L'article L.123-1 du Code du travail encadre le travail à temps partiel et prévoit que les heures complémentaires ne peuvent dépasser les limites fixées dans le contrat. Le salarié peut refuser si les heures demandées excèdent la durée contractuelle majorée de 10 % ou si elles sont incompatibles avec des obligations personnelles justifiées. Ce refus ne constitue ni une faute ni un motif de licenciement.
Définition
Les heures complémentaires désignent les heures effectuées au-delà de la durée contractuelle de travail d'un salarié à temps partiel, sans atteindre la durée légale de 40 heures hebdomadaires.

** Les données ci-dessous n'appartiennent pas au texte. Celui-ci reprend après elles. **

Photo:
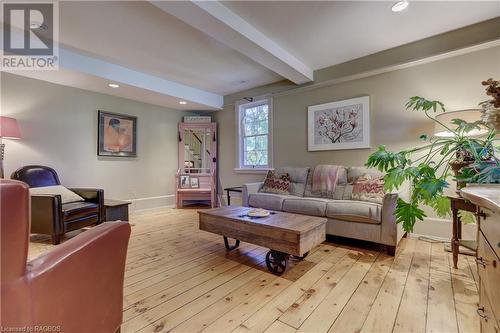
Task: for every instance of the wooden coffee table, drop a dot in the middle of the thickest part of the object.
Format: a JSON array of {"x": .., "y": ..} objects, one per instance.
[{"x": 283, "y": 233}]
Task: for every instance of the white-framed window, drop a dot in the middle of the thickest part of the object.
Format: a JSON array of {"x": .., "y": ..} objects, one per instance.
[{"x": 254, "y": 128}]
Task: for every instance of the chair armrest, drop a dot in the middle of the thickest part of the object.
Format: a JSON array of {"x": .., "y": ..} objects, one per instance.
[
  {"x": 93, "y": 195},
  {"x": 250, "y": 189},
  {"x": 79, "y": 284},
  {"x": 46, "y": 214}
]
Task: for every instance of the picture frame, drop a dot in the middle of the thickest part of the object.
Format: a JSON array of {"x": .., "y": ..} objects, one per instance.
[
  {"x": 194, "y": 182},
  {"x": 116, "y": 135},
  {"x": 339, "y": 125},
  {"x": 184, "y": 181}
]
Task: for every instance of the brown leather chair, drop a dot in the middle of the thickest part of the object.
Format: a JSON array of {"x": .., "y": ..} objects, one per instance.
[
  {"x": 76, "y": 287},
  {"x": 49, "y": 215}
]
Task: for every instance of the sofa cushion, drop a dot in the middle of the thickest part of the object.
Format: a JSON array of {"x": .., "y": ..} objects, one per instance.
[
  {"x": 266, "y": 200},
  {"x": 298, "y": 179},
  {"x": 339, "y": 189},
  {"x": 306, "y": 206},
  {"x": 353, "y": 173},
  {"x": 277, "y": 184},
  {"x": 354, "y": 211}
]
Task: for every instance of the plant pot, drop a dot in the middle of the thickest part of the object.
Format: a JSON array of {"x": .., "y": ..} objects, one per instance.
[{"x": 456, "y": 166}]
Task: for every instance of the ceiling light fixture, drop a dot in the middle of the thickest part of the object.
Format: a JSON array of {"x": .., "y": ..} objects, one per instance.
[{"x": 400, "y": 6}]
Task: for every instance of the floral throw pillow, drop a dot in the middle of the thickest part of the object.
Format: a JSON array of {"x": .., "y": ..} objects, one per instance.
[
  {"x": 366, "y": 188},
  {"x": 276, "y": 184}
]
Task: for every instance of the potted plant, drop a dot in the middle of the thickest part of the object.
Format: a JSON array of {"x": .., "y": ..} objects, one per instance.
[{"x": 427, "y": 168}]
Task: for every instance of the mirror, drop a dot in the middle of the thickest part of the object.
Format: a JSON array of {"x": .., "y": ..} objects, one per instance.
[{"x": 197, "y": 156}]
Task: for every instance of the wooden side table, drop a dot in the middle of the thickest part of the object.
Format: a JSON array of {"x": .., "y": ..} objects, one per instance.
[
  {"x": 459, "y": 203},
  {"x": 115, "y": 210}
]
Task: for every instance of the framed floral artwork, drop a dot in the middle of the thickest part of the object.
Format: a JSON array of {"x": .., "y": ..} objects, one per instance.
[
  {"x": 117, "y": 135},
  {"x": 339, "y": 125}
]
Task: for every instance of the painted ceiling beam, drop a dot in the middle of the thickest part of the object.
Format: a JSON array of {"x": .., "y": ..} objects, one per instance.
[
  {"x": 217, "y": 21},
  {"x": 82, "y": 63},
  {"x": 93, "y": 66}
]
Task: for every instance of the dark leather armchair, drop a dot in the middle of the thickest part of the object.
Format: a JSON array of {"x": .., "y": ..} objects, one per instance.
[
  {"x": 75, "y": 287},
  {"x": 49, "y": 215}
]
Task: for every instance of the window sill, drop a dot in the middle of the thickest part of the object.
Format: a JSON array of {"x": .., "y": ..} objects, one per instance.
[{"x": 252, "y": 170}]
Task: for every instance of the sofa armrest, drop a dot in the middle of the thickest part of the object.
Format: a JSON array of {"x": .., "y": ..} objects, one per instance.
[
  {"x": 84, "y": 273},
  {"x": 250, "y": 189},
  {"x": 391, "y": 232},
  {"x": 46, "y": 214},
  {"x": 93, "y": 195}
]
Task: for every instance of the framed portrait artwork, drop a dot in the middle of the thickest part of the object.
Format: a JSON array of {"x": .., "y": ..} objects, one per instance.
[
  {"x": 339, "y": 125},
  {"x": 117, "y": 135}
]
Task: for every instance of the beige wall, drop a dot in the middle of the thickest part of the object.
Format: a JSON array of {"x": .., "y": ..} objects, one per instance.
[
  {"x": 455, "y": 81},
  {"x": 59, "y": 128}
]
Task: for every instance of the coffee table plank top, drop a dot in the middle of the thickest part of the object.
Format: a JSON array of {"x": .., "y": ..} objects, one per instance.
[
  {"x": 285, "y": 232},
  {"x": 292, "y": 223}
]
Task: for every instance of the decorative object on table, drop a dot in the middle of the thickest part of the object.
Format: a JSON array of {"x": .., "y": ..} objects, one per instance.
[
  {"x": 339, "y": 125},
  {"x": 284, "y": 234},
  {"x": 9, "y": 129},
  {"x": 277, "y": 184},
  {"x": 258, "y": 212},
  {"x": 197, "y": 144},
  {"x": 116, "y": 210},
  {"x": 184, "y": 181},
  {"x": 237, "y": 189},
  {"x": 491, "y": 108},
  {"x": 49, "y": 214},
  {"x": 472, "y": 158},
  {"x": 117, "y": 135},
  {"x": 194, "y": 182},
  {"x": 197, "y": 119}
]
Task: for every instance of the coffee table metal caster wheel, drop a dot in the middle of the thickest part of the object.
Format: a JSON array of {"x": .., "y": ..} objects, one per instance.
[
  {"x": 303, "y": 257},
  {"x": 276, "y": 262}
]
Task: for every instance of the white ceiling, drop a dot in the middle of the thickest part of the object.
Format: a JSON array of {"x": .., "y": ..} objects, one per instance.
[
  {"x": 326, "y": 33},
  {"x": 197, "y": 51}
]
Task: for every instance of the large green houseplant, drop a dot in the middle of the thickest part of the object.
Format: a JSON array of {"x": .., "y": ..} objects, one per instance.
[{"x": 428, "y": 167}]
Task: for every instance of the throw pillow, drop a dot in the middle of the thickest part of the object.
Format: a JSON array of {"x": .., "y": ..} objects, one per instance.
[
  {"x": 366, "y": 188},
  {"x": 66, "y": 195},
  {"x": 276, "y": 184}
]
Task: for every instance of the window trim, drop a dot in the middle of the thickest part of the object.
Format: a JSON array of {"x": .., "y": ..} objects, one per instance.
[{"x": 240, "y": 168}]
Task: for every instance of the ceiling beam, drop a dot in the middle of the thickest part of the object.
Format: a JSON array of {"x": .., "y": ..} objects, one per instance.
[
  {"x": 217, "y": 21},
  {"x": 76, "y": 61}
]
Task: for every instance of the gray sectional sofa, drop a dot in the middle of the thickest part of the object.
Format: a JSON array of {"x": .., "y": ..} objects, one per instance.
[{"x": 346, "y": 217}]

Dans l'HORECA, ces heures sont fréquentes en raison de la variabilité de l'activité, mais elles doivent respecter les limites contractuelles et les règles de majoration prévues par le Code du travail.
Conditions d’exercice
Le droit de refus des heures complémentaires est encadré par des conditions précises.
| Condition | Détail |
|---|---|
| Durée contractuelle | Le contrat doit mentionner la durée hebdomadaire ou mensuelle de travail |
| Limite 10 % | Les heures complémentaires ne peuvent dépasser 10 % de la durée contractuelle |
| Clause contractuelle | Le contrat peut prévoir un volume d'heures complémentaires possible |
| Refus légitime | Le salarié peut refuser sans sanction si les heures dépassent les limites |
| Incompatibilité | Refus possible si incompatible avec obligations personnelles (études, autre emploi) |
| Pas de sanction | Le refus ne constitue pas une faute disciplinaire |
Modalités pratiques
La gestion des heures complémentaires dans l'HORECA suit un processus encadré.
| Étape | Détail |
|---|---|
| Contrat | Prévoir clairement la durée de travail et le volume d'heures complémentaires autorisé |
| Demande | L'employeur demande les heures complémentaires avec un délai raisonnable |
| Accord du salarié | Si les heures dépassent les limites contractuelles, l'accord du salarié est requis |
| Suivi | Comptabiliser les heures complémentaires séparément sur la fiche de paie |
| Majoration | Appliquer les majorations légales le cas échéant |
| Requalification | Si les heures complémentaires sont systématiques, revoir la durée contractuelle |
Pratiques et recommandations
Définir clairement dans le contrat la durée hebdomadaire de travail et le volume maximal d'heures complémentaires pour éviter les litiges.
Respecter le droit de refus du salarié sans exercer de pression directe ou indirecte, car toute sanction liée à un refus légitime serait annulée par le tribunal du travail.
Planifier les besoins en heures complémentaires en amont via le POT pour permettre (repos compensatoire) au salarié de s'organiser.
Surveiller le volume d'heures complémentaires effectuées mensuellement pour détecter un recours systématique justifiant une revalorisation de la durée contractuelle.
Proposer un avenant augmentant la durée de travail si les heures complémentaires deviennent récurrentes, plutôt que de maintenir une situation précaire.
Cadre juridique
| Référence | Objet |
|---|---|
| Art. L.123-1 du Code du travail | Travail à temps partiel et heures complémentaires |
| Art. L.212-1 du Code du travail | Champ d'application des règles HORECA |
| Art. L.211-7 du Code du travail | Plan d'organisation du travail |
| Art. L.121-4 du Code du travail | Mentions obligatoires du contrat de travail |
Note
Le recours systématique aux heures complémentaires dans l'HORECA peut être requalifié en temps plein par le tribunal du travail. L'employeur a intérêt à adapter la durée contractuelle aux besoins réels de l'activité plutôt que de s'exposer à un contentieux.